I was all over the map this week – kind of like those characters in its a Mad, Mad, Mad, Mad World. I felt like I was on a “feelings road-trip” hitting every possible emotion and feeling in the book; lost, happy, anxious, angry, in control, and then completely out of control. All in one week! It was horrible and I never want to experience a week like that again.
Let me outline what happened for you. The week started off GREAT, as we had another photo shoot. I was able to hang out with Fatou and Alanna (the other Feel Great Weight participants who are just fabulous) for a little while and they are doing wonderfully. Its a joy to see us all succeeding. The photo shoots are so much fun due to the wonderful Mary Beth (Photo Director for Health), the make-up artist Chris and the photographer Heather. They make you feel comfortable and are just a pleasure to speak with - plus they are a huge dose of encouragement!!
After the shoot (sounding all “modely” … ha!), I saw Marissa our nutritionist. I had a successful month and I am closer to my goal weight set-forth by Health than I ever imagined. I was really in shock. Do you know where I am going with this? No? Well, I self-sabotaged AGAIN and made some really bad choices related to my food intake. I bounced back and forth into being able to make solid food choices to horrible ones.
From having brussel sprouts and baked chicken legs to over doing it on the chips, muffins (the bad kind), munchkins, and visiting McDonalds. This happened all in one week. I was feeding my emotional road race once again. I made myself sit down and think about what I was doing – the first thought that popped into my head was that I am self-sabotaging because my goal is so close.

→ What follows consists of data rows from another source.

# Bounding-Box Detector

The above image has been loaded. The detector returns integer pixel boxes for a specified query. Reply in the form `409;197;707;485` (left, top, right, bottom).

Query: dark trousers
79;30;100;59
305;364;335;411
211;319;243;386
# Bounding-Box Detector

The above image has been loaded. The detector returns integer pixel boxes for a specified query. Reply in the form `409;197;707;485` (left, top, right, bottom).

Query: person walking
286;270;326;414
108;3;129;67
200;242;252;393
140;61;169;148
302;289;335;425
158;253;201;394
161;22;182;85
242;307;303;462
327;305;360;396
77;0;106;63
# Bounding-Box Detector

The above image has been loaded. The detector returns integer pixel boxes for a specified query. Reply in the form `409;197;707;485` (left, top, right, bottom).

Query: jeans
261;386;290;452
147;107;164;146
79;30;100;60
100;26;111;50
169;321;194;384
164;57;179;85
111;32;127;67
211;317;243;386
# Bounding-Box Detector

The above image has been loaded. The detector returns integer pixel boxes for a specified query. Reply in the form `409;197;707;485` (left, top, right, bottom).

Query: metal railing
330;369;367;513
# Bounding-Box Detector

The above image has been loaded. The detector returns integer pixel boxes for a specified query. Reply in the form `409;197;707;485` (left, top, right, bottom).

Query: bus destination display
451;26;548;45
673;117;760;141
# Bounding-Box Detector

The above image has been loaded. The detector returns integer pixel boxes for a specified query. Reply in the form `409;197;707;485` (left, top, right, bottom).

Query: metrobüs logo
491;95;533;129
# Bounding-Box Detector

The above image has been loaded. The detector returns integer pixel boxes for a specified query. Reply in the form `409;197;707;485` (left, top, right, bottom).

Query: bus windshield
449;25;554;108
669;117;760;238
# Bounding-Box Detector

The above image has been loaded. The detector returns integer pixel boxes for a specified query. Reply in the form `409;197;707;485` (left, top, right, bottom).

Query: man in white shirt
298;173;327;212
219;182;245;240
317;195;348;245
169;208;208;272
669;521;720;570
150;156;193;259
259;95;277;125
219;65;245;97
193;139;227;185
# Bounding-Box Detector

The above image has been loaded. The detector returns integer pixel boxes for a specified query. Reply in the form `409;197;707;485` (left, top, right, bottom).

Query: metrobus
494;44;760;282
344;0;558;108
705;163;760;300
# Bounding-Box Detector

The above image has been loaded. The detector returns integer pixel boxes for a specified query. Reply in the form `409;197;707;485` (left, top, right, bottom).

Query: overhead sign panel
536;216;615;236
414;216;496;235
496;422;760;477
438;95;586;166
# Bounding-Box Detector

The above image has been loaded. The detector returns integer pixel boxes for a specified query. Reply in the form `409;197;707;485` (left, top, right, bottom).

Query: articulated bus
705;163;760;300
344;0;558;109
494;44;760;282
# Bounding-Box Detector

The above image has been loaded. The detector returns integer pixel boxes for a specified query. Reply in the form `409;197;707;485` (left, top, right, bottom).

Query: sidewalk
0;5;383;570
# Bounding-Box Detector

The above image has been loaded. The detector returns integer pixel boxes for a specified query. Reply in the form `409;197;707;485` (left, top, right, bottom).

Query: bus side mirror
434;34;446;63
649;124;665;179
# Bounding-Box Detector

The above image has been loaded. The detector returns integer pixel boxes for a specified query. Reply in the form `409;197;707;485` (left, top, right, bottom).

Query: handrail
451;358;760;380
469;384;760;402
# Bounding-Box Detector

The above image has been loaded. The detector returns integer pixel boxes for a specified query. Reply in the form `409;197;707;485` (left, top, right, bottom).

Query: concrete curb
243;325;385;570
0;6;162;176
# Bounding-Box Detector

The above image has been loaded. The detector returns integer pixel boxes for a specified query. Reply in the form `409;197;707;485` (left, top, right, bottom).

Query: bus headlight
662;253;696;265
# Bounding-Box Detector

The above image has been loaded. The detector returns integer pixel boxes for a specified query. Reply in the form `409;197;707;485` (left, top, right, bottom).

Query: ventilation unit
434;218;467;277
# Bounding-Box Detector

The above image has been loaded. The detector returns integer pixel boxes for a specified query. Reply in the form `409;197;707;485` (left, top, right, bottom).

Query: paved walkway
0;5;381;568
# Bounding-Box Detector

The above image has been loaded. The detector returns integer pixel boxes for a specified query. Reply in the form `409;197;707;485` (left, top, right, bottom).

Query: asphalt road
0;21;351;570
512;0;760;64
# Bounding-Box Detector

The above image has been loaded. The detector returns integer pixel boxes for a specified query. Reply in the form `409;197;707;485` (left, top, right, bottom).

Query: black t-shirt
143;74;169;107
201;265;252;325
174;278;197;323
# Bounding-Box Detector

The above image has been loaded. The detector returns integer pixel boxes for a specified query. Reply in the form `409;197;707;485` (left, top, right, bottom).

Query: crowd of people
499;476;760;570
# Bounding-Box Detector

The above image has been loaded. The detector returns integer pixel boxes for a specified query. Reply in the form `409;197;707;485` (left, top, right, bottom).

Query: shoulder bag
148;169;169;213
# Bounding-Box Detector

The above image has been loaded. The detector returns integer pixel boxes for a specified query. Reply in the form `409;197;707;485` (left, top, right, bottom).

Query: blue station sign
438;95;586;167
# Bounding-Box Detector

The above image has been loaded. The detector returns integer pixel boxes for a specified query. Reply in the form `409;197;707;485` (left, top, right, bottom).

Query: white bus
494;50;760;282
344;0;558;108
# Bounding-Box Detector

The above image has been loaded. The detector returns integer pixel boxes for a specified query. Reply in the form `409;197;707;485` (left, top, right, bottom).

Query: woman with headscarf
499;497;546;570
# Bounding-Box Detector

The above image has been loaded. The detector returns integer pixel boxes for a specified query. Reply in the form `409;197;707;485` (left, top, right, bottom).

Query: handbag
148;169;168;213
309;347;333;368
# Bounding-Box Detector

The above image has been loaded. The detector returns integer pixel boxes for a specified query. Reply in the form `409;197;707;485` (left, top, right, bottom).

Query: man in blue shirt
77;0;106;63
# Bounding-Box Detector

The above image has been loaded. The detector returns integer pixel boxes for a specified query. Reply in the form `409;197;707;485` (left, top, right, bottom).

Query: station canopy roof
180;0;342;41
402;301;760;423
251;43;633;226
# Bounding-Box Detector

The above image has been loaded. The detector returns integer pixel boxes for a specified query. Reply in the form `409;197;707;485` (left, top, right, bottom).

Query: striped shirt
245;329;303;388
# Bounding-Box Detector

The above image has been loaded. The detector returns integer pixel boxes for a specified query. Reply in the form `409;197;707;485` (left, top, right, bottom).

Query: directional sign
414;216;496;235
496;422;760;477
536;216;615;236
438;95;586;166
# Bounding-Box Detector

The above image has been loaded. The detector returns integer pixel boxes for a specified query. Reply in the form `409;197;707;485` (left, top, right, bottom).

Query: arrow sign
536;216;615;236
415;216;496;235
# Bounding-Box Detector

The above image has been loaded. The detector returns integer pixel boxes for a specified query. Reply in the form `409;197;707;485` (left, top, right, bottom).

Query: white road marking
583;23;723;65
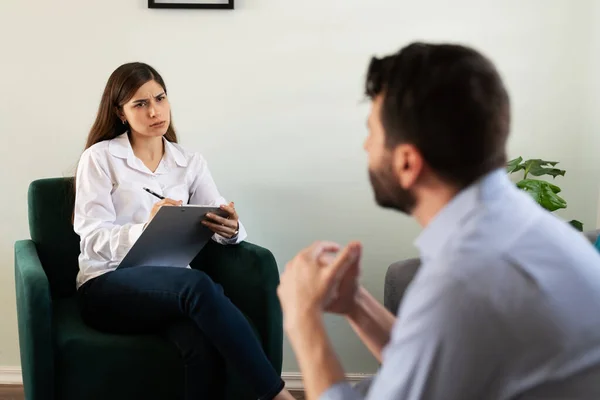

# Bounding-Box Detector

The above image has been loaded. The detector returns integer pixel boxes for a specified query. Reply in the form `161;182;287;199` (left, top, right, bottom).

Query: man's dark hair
366;43;510;188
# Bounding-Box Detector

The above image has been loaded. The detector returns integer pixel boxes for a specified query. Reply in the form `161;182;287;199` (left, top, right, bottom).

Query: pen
142;188;165;200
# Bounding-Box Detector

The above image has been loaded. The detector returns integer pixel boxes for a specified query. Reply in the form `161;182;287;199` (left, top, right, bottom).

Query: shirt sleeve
360;278;508;400
189;154;248;244
73;150;144;262
319;382;363;400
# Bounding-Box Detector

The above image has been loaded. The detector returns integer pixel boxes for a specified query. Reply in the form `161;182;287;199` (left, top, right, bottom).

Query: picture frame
148;0;234;10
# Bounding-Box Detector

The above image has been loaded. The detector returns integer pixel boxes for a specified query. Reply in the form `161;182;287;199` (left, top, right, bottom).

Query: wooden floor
0;385;304;400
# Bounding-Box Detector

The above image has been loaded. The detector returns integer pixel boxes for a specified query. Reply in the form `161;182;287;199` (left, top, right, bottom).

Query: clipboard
117;205;227;269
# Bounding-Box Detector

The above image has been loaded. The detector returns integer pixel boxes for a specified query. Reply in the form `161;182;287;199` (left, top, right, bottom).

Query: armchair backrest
28;178;79;298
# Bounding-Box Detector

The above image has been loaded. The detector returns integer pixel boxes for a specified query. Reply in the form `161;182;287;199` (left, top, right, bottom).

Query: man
278;43;600;400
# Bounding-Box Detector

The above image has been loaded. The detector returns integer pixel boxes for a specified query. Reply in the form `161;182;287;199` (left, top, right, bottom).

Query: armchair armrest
383;258;421;314
15;240;54;400
191;241;283;373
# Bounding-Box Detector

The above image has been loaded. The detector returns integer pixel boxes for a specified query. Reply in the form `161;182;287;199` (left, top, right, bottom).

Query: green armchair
15;178;283;400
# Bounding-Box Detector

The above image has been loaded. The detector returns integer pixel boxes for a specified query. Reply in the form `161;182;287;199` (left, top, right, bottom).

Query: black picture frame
148;0;234;10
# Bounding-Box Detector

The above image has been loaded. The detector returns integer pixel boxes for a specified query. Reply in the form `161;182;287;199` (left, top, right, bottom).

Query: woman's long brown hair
73;62;177;222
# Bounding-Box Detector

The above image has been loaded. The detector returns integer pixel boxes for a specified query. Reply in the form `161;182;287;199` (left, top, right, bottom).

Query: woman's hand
202;202;240;239
144;199;183;228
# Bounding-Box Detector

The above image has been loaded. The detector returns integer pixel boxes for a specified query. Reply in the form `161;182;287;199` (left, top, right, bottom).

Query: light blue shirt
321;170;600;400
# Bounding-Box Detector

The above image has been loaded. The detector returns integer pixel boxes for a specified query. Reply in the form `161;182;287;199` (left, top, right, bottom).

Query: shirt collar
108;132;188;173
415;169;511;262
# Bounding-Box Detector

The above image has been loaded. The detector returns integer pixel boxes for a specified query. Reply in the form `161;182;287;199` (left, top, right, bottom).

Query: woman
74;63;292;400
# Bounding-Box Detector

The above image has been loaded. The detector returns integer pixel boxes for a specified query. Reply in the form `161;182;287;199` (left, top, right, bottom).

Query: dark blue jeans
79;267;284;400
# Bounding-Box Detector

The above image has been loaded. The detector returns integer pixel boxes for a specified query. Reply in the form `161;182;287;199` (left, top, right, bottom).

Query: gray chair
355;229;600;396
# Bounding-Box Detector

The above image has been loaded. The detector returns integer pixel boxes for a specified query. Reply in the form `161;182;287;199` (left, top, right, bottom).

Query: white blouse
74;133;247;288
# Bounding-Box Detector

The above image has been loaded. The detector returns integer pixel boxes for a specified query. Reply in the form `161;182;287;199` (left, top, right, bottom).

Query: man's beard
369;164;416;215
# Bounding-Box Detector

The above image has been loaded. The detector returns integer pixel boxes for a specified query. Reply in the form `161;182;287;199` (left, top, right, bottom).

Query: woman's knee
188;270;224;304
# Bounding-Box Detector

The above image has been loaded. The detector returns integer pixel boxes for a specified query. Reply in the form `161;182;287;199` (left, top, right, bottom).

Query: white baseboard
281;372;373;390
0;367;373;390
0;367;23;385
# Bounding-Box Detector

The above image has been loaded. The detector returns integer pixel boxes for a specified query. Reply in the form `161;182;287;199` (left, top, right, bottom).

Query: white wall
0;0;600;372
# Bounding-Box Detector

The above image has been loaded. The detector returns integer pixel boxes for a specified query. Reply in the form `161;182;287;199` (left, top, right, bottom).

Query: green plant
506;157;583;231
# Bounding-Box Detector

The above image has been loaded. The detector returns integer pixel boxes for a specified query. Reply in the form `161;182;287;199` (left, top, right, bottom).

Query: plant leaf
569;219;583;232
506;157;525;174
517;179;567;212
523;159;566;178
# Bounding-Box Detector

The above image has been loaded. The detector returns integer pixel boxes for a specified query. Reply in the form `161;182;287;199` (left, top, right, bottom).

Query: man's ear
392;144;423;189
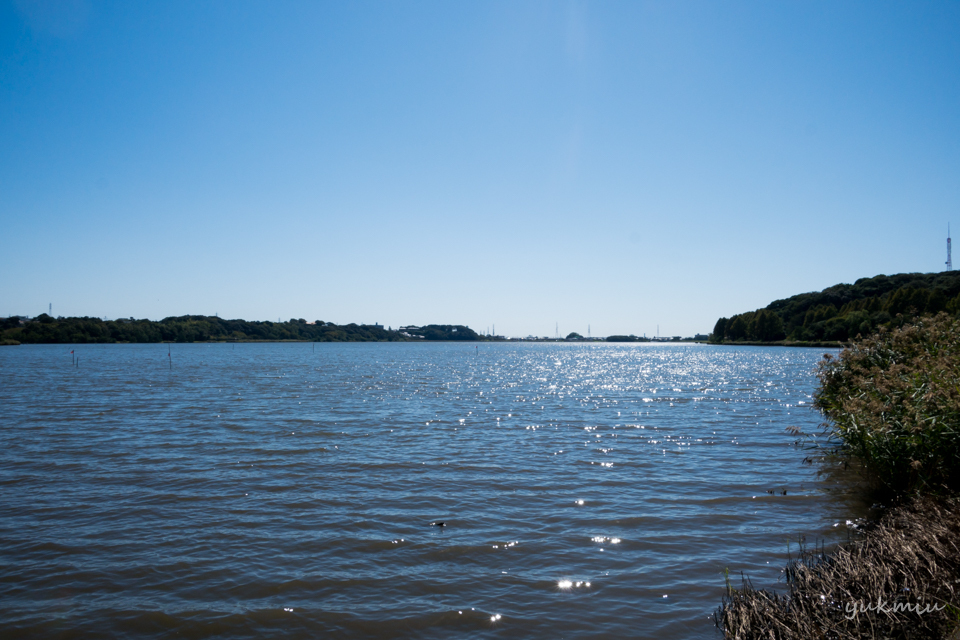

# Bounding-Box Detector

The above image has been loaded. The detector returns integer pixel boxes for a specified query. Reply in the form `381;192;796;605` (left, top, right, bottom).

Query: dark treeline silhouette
0;313;482;344
711;271;960;342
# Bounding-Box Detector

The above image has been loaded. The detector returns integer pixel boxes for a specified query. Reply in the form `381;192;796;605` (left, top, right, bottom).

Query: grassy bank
717;497;960;640
717;314;960;640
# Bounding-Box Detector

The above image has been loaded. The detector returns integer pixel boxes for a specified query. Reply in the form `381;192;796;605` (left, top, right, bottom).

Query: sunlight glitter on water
0;344;861;638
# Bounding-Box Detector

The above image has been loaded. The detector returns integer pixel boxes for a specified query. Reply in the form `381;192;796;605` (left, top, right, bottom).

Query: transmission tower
947;222;953;271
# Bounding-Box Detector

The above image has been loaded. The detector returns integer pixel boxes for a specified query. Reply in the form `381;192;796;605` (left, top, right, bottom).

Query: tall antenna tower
947;222;953;271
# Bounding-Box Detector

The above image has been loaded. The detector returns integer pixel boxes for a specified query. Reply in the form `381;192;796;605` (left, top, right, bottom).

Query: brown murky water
0;343;863;638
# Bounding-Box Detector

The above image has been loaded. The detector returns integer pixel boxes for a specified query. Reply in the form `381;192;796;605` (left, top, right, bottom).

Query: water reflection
0;344;863;638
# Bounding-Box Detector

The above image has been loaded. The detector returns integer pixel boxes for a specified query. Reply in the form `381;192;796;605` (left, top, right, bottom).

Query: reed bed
716;313;960;640
815;313;960;495
715;497;960;640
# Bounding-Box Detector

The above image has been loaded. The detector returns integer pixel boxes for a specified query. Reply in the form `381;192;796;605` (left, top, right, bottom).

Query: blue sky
0;0;960;335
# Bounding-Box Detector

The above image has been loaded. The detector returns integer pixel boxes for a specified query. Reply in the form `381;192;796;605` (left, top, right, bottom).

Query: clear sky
0;0;960;336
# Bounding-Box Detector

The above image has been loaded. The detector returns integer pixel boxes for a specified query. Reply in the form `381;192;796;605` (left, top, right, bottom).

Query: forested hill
0;313;482;344
711;271;960;342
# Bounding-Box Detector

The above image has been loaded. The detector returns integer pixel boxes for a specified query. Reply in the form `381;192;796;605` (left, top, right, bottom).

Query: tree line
710;271;960;342
0;313;482;344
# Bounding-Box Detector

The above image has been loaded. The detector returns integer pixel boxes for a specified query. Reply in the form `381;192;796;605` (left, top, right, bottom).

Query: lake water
0;343;864;639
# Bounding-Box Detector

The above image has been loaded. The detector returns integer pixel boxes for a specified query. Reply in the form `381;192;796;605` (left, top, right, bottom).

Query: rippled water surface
0;343;862;638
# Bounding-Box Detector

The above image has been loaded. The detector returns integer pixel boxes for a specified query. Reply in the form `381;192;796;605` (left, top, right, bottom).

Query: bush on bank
716;313;960;640
815;313;960;494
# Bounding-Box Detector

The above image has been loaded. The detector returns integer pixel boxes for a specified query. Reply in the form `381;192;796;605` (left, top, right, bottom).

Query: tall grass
716;497;960;640
815;313;960;494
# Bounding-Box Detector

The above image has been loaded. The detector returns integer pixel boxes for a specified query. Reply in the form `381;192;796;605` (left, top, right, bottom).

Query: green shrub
815;313;960;493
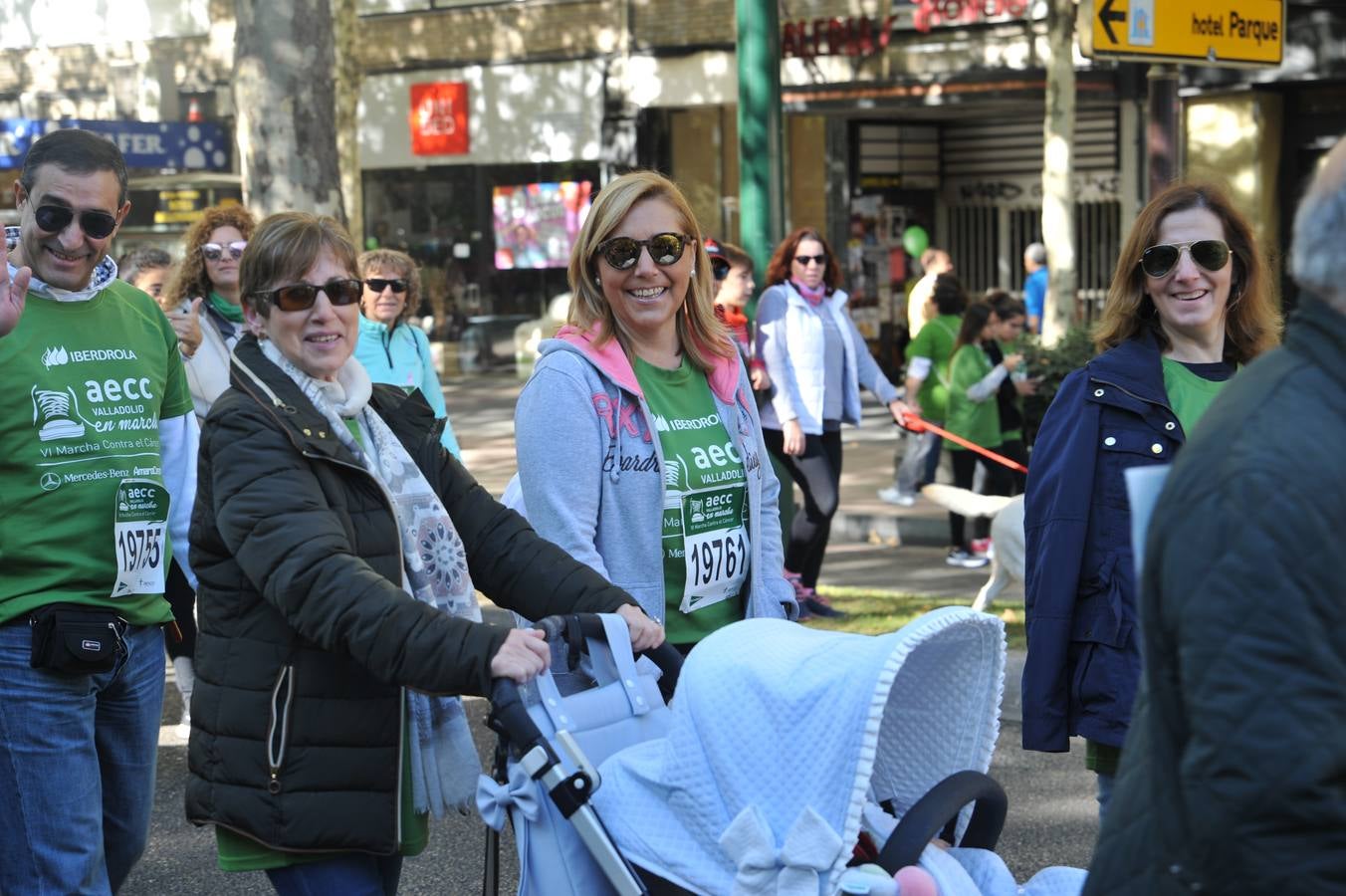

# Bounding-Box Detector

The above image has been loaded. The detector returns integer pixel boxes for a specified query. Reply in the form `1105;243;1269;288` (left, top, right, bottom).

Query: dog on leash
921;483;1025;612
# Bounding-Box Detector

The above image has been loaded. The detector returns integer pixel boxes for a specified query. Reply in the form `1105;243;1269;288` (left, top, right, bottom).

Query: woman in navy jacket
1023;184;1280;812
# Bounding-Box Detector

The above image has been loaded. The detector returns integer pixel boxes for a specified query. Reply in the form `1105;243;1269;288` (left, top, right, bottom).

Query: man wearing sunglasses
0;129;196;893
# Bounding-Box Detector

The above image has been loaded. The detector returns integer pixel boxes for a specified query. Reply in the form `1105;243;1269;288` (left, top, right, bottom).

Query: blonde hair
1093;183;1280;364
359;249;420;323
566;171;735;372
238;211;359;318
161;204;257;311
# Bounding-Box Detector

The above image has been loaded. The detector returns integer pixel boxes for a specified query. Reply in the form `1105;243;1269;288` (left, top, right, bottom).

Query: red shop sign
410;81;468;156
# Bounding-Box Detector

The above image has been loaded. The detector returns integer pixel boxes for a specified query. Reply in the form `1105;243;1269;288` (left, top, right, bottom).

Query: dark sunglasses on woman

I was flabbergasted but I knew it was true. It still didnt stop me, but it did slow me down because I was aware but people it didnt stop me. And I am afraid – very afraid that this emotional eating beast will never be tamed. To be honest, I hang my head in shame and think, “what type of person would sabotage themselves?” My answer: a normal person. Because I KNOW I can do this and I KNOW I will do this. I have to slay my demons like Buffy the Vampire Slayer. I have to love myself, believe in myself, and knock it out of the park.
I ran 3 miles this morning plus did 20 minutes on the bike and walked another 10 minutes. I am sweating all the “yuckies” out of me. That being said, I am going back to the basics to when I first started the program. Instead of logging my food in my online journal, I will be doing it in my handy-dandy notebook. I am going to be cognizant of my indulgent meals and snacks instead of just picking away. I am going to love myself unconditionally because, to share a Dr. Phil-ism; “If you cant love you, no one else can.” There, I said it.
- Planning meals: Plan all meals and snacks.
- Exercise: Cardio for 60 minutes, 6 days a week.